Understanding the Salt Effects on the Liquid-Liquid Phase Separation of Proteins

Abstract

Protein aggregation via liquid-liquid phase separation (LLPS) is ubiquitous in nature and intimately connects to many human diseases. Although it is widely known that the addition of salt has crucial impacts on the LLPS of protein, full understanding of the salt effect remains an outstanding challenge. Here, we develop a molecular theory which systematically incorporates the self-consistent field theory for charged macromolecules into the solution thermodynamics. The electrostatic interaction, hydrophobicity, ion solvation and translational entropy are included in a unified framework. Our theory fully captures the long-standing puzzles of the non-monotonic salt concentration dependence and the specific ion effect. We find that proteins show salting-out at low salt concentrations due to ionic screening. The solubility follows the inverse Hofmeister series.

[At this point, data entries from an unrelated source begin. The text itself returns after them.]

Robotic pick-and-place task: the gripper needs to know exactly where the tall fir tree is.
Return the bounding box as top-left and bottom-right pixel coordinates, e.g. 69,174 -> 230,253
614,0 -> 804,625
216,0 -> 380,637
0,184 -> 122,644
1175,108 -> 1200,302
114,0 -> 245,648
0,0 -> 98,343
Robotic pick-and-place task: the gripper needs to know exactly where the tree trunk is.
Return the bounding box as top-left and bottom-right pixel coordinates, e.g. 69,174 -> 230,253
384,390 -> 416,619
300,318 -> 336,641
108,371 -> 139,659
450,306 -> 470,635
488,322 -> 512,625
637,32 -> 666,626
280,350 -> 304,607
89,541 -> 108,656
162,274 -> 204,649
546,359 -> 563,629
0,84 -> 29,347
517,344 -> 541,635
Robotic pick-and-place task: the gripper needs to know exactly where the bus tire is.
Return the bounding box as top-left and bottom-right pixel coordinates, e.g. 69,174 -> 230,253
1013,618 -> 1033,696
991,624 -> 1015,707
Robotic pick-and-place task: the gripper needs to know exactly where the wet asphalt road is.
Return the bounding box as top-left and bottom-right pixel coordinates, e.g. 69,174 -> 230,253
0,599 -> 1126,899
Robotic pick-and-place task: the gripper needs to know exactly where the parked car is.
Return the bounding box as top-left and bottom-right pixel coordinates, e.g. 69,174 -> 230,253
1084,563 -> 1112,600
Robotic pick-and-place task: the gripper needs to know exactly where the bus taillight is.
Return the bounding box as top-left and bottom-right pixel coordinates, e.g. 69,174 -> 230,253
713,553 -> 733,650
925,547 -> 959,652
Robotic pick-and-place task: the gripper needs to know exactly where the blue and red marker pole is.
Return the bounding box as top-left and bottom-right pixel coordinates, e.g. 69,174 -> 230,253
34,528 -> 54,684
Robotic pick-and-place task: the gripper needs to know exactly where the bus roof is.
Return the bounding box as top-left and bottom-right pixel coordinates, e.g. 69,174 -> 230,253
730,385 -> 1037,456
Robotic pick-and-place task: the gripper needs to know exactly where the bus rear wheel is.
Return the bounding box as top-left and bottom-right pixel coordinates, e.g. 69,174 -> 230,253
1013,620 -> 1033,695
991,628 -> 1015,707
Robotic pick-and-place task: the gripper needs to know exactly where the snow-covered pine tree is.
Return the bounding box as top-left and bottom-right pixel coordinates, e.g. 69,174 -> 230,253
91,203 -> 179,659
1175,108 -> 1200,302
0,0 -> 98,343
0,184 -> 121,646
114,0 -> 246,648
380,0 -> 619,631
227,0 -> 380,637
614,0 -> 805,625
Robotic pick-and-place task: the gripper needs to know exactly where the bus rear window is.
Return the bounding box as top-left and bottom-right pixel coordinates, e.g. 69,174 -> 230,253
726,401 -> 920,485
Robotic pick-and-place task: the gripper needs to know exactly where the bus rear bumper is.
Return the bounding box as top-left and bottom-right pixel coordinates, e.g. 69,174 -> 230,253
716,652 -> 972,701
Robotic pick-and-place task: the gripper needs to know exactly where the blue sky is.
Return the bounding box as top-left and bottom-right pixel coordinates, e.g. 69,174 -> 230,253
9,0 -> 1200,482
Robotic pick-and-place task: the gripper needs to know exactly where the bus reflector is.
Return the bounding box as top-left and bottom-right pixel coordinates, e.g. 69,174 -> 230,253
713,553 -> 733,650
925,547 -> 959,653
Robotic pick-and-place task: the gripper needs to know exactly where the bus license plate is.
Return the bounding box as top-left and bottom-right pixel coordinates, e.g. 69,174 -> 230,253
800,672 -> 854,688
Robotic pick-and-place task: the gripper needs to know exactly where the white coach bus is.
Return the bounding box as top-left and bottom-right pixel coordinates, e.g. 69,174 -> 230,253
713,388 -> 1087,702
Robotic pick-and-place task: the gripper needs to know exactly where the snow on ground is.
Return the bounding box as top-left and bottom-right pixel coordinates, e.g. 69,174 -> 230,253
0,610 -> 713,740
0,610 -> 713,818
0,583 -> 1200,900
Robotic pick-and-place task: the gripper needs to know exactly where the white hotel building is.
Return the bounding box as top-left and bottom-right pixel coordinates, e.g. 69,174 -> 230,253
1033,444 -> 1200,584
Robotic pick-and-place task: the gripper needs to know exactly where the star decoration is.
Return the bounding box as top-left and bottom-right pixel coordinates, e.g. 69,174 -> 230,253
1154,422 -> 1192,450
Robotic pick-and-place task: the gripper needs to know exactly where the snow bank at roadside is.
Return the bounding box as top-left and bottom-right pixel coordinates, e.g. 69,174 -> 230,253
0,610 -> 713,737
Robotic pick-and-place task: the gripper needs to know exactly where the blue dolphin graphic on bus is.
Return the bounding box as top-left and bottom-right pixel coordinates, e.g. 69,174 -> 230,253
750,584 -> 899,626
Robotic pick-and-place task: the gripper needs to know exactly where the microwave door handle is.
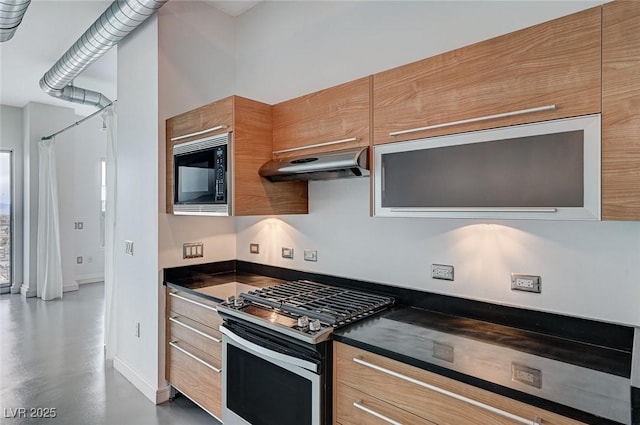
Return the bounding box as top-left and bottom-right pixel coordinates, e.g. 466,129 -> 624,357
220,326 -> 318,373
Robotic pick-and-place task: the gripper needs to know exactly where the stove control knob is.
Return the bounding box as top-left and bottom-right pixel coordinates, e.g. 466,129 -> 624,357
309,319 -> 321,332
298,316 -> 309,329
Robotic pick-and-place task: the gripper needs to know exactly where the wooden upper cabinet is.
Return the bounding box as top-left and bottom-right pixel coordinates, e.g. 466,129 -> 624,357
373,7 -> 602,144
273,77 -> 371,157
602,1 -> 640,220
166,96 -> 308,216
166,97 -> 233,145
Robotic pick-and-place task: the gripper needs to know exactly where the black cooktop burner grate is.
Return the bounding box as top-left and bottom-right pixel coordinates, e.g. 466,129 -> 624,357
240,280 -> 394,327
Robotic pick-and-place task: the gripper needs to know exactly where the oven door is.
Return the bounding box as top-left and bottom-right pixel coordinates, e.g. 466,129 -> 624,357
220,326 -> 323,425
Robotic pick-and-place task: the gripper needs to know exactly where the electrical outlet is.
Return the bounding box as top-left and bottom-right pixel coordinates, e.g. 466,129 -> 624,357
304,249 -> 318,261
431,264 -> 453,280
124,241 -> 133,255
282,247 -> 293,260
182,242 -> 204,259
511,273 -> 541,294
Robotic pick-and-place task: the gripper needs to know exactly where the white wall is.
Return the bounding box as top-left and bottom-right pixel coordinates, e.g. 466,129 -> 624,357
20,102 -> 77,297
0,105 -> 24,293
229,1 -> 640,325
158,1 -> 236,268
113,16 -> 166,402
71,114 -> 107,283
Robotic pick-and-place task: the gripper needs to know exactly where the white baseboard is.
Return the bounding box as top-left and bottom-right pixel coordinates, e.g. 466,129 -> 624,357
20,283 -> 37,298
76,273 -> 104,285
156,385 -> 171,404
62,281 -> 80,292
113,356 -> 170,404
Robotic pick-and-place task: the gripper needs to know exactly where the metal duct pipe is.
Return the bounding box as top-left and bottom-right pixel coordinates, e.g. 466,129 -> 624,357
39,0 -> 168,108
0,0 -> 31,42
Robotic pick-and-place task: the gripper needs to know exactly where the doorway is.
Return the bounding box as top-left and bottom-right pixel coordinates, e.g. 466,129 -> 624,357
0,150 -> 13,294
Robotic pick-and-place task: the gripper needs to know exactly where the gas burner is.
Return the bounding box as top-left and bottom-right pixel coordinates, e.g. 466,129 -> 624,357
218,280 -> 394,344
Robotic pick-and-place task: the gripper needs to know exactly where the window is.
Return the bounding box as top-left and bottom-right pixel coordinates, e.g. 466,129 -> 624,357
0,151 -> 13,294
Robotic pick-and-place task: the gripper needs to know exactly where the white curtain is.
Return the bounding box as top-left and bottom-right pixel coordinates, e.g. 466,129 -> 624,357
37,139 -> 63,301
102,102 -> 118,359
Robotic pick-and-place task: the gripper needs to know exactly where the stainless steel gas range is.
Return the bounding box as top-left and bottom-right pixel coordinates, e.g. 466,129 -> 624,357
218,280 -> 394,425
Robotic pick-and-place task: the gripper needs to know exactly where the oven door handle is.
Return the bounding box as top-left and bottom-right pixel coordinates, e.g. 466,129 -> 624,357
220,326 -> 318,373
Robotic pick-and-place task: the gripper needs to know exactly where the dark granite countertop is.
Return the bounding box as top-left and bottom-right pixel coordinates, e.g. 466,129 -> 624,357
164,260 -> 640,425
334,306 -> 631,424
164,262 -> 285,302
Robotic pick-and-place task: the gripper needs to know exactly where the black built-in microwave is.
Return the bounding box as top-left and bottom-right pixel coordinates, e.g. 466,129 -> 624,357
173,133 -> 231,215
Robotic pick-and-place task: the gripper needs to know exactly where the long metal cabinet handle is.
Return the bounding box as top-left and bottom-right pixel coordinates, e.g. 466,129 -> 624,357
353,356 -> 542,425
171,125 -> 227,142
169,341 -> 222,373
391,207 -> 558,213
169,292 -> 218,313
273,137 -> 358,155
169,317 -> 222,344
353,401 -> 402,425
389,105 -> 556,136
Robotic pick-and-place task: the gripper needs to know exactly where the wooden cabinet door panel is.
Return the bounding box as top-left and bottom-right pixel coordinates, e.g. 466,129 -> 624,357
373,7 -> 601,144
167,345 -> 222,418
602,1 -> 640,220
334,343 -> 580,425
231,96 -> 309,216
273,77 -> 371,157
167,290 -> 222,330
335,383 -> 434,425
167,97 -> 233,143
167,315 -> 222,359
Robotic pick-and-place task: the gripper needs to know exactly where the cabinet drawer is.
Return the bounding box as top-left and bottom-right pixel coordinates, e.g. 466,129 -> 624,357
336,383 -> 435,425
335,343 -> 580,425
373,7 -> 601,144
167,342 -> 222,418
168,314 -> 222,359
167,290 -> 222,330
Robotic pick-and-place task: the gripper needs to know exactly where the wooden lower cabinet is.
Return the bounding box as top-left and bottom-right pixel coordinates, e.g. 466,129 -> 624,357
336,383 -> 434,425
167,344 -> 222,418
165,288 -> 223,419
334,342 -> 581,425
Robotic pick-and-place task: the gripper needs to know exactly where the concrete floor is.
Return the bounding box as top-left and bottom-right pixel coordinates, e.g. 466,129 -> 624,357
0,283 -> 219,425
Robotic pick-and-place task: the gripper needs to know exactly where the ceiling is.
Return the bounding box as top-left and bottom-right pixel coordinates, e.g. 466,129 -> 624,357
0,0 -> 260,116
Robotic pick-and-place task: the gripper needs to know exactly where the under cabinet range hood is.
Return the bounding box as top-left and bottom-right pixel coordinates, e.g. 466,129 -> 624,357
258,147 -> 369,182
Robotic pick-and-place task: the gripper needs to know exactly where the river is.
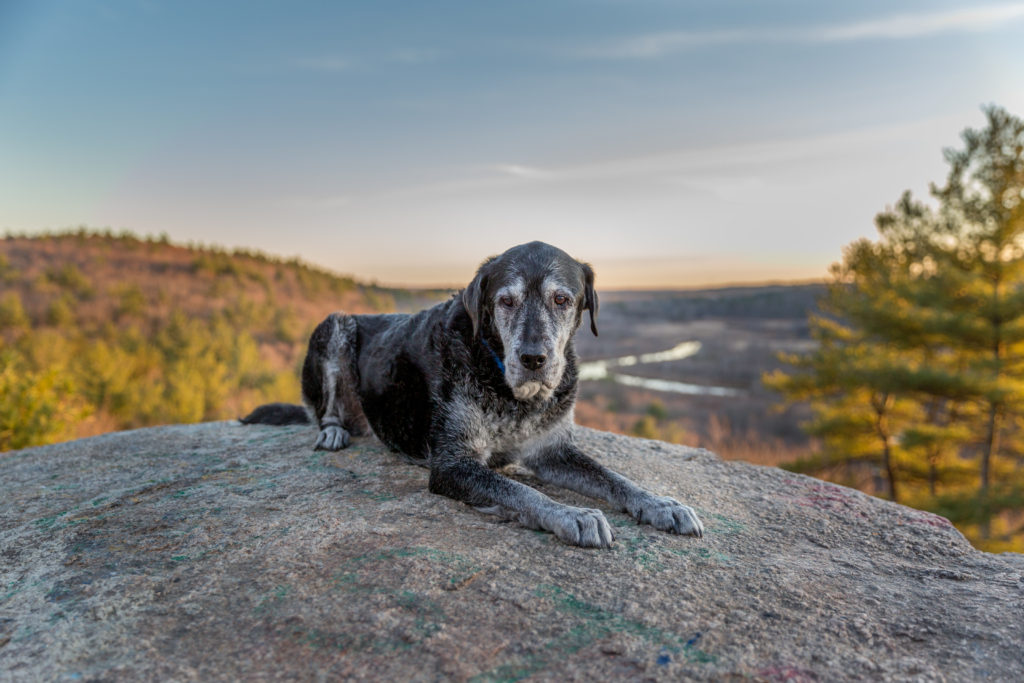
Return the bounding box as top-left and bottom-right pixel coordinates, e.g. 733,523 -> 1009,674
580,341 -> 743,396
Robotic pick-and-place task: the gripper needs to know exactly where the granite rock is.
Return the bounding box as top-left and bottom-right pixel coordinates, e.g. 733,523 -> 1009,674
0,422 -> 1024,681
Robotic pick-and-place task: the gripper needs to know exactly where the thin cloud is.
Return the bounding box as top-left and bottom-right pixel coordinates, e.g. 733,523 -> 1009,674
577,2 -> 1024,59
292,55 -> 352,73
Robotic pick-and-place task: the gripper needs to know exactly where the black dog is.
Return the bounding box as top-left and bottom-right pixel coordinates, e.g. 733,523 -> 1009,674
242,242 -> 703,548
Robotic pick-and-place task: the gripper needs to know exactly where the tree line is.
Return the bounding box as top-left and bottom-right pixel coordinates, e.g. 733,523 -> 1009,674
765,106 -> 1024,550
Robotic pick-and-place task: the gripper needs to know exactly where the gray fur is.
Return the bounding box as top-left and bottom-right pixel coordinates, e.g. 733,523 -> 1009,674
244,242 -> 703,548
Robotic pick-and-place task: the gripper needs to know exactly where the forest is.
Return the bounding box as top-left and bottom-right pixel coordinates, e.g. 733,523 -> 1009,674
0,108 -> 1024,551
0,228 -> 446,451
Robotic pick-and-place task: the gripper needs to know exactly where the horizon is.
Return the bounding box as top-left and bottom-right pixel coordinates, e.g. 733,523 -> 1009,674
0,0 -> 1024,291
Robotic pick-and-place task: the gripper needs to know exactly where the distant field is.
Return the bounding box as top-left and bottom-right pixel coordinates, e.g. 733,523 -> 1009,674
0,230 -> 822,471
577,285 -> 824,465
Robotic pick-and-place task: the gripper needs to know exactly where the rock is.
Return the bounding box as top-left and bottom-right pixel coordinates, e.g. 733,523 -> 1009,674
0,422 -> 1024,681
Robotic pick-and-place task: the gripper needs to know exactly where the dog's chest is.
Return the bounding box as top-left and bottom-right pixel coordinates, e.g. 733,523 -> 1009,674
449,399 -> 561,459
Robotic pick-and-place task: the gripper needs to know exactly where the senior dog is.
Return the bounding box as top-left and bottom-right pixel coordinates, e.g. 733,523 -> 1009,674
242,242 -> 703,548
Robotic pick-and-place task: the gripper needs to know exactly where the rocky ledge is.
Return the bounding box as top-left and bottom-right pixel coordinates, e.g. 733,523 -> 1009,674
0,422 -> 1024,681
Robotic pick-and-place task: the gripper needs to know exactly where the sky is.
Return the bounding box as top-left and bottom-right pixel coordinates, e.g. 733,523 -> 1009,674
0,0 -> 1024,289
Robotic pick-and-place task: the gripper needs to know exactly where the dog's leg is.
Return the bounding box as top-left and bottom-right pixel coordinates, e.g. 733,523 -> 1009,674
522,437 -> 703,538
430,454 -> 614,548
302,313 -> 362,451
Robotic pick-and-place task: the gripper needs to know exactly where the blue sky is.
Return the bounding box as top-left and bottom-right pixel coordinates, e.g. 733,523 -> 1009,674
0,0 -> 1024,287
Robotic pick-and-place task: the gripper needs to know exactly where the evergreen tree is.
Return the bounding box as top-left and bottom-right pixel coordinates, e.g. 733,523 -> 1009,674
766,106 -> 1024,539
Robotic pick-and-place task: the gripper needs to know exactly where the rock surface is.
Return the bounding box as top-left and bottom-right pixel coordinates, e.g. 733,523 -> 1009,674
0,422 -> 1024,681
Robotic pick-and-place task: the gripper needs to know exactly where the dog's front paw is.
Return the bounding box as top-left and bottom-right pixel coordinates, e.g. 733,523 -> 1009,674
313,425 -> 349,451
543,505 -> 615,548
630,496 -> 703,539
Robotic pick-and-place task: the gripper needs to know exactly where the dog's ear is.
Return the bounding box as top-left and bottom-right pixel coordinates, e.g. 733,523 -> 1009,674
462,267 -> 487,339
580,263 -> 597,337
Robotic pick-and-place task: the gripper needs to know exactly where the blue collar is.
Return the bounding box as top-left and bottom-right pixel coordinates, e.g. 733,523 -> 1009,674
480,335 -> 505,375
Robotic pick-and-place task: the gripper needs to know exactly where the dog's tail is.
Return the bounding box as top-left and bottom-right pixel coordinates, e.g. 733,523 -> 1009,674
239,403 -> 309,426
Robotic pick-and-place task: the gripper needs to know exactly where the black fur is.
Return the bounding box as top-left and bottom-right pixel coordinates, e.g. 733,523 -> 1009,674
243,242 -> 702,547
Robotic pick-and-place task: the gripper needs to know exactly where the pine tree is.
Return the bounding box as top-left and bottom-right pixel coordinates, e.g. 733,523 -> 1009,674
766,106 -> 1024,539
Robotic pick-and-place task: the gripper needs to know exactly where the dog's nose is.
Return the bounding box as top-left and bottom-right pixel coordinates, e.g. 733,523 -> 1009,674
519,353 -> 548,370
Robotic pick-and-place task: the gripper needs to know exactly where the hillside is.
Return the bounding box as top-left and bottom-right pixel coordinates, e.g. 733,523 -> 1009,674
0,229 -> 447,451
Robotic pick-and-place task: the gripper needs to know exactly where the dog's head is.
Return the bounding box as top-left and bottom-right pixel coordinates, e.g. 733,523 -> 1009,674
462,242 -> 597,400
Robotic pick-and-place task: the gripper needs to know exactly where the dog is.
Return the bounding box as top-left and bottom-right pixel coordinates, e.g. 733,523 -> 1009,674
242,242 -> 703,548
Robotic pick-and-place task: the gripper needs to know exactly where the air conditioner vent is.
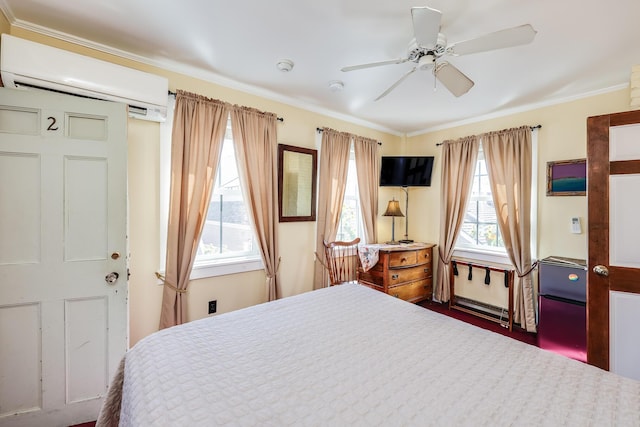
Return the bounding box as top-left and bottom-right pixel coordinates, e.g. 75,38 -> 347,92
0,34 -> 169,121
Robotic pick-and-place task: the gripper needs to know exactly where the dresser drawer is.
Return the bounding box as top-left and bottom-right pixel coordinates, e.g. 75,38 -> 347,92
388,279 -> 433,302
387,265 -> 431,286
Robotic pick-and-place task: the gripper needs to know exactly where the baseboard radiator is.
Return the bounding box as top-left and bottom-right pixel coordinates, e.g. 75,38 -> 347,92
449,260 -> 515,330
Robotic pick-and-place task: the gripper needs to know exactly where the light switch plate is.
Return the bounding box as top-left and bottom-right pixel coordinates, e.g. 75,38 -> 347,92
571,216 -> 582,234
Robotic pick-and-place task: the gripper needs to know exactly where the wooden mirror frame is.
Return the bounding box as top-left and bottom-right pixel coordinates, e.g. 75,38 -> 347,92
278,144 -> 318,222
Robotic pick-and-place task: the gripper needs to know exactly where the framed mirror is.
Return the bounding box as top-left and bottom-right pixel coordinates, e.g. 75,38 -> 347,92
278,144 -> 318,222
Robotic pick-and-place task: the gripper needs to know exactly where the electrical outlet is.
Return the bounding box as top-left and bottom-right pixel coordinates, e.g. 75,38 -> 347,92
209,300 -> 218,314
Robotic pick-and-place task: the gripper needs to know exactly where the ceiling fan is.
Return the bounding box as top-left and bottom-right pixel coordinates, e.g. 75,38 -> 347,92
342,7 -> 536,101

In the high salt concentration regime, protein remains salting-out for small ions but turns to salting-in for larger ions, accompanied by the reversal of the Hofmeister series. We reveal that the solubility at high salt concentrations is determined by the competition between the solvation energy and translational entropy of ion. Furthermore, we derive an analytical criterion for determining the boundary between the salting-in and salting-out regimes. The theoretical prediction is in quantitative agreement with experimental results for various proteins and salt ions without any fitting parameters.